November 01, 2018 Practice Points

Eighth Circuit: Challenging Standing May Be a Double-Edged Sword

By the Class Actions & Derivative Suits Committee

In just about any class action asserting statutory violations, including claims under the Telephone Consumer Protection Act (TCPA) or the Fair Credit Reporting Act (FCRA), the defendant may have a challenge to plaintiff’s standing. But when the case is initially filed in state court and then removed, standing challenges can create difficult strategic issues.

Take the Eighth Circuit’s decision in St. Louis Heart Ctr., Inc. v. Nomax, Inc., 899 F.3d 500 (8th Cir. 2018). The case involved alleged violations of the TCPA’s fax advertising requirements. Defendant removed the case from state court, moved to dismiss on the ground that plaintiff did not have standing because its injury was not causally connected to the alleged violation, and won.

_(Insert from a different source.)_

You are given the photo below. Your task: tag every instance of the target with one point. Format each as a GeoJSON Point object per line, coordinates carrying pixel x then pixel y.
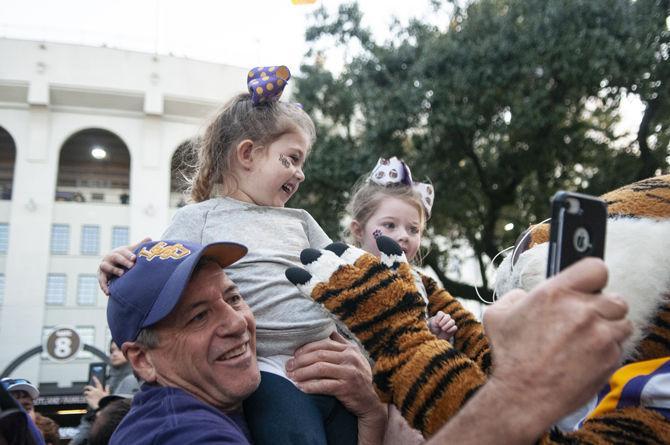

But what did it win?  The district court dismissed the case with prejudice, but the Eighth Circuit reversed, holding that the case should have been remanded to state court. “[W]hen there is no Article III case or controversy, and the case did not originate in federal court but was removed there by the defendants, the federal court must remand the case to the state court from whence it came.” Id. at 505 (emphasis in original). So, rather than ending the case, the defendant found itself where it started, in state court.

The case provides an important reminder that standing challenges may backfire. A defendant should carefully consider when and how to challenge standing in removed cases, and plaintiffs may have yet another reason to file in state court and force removal.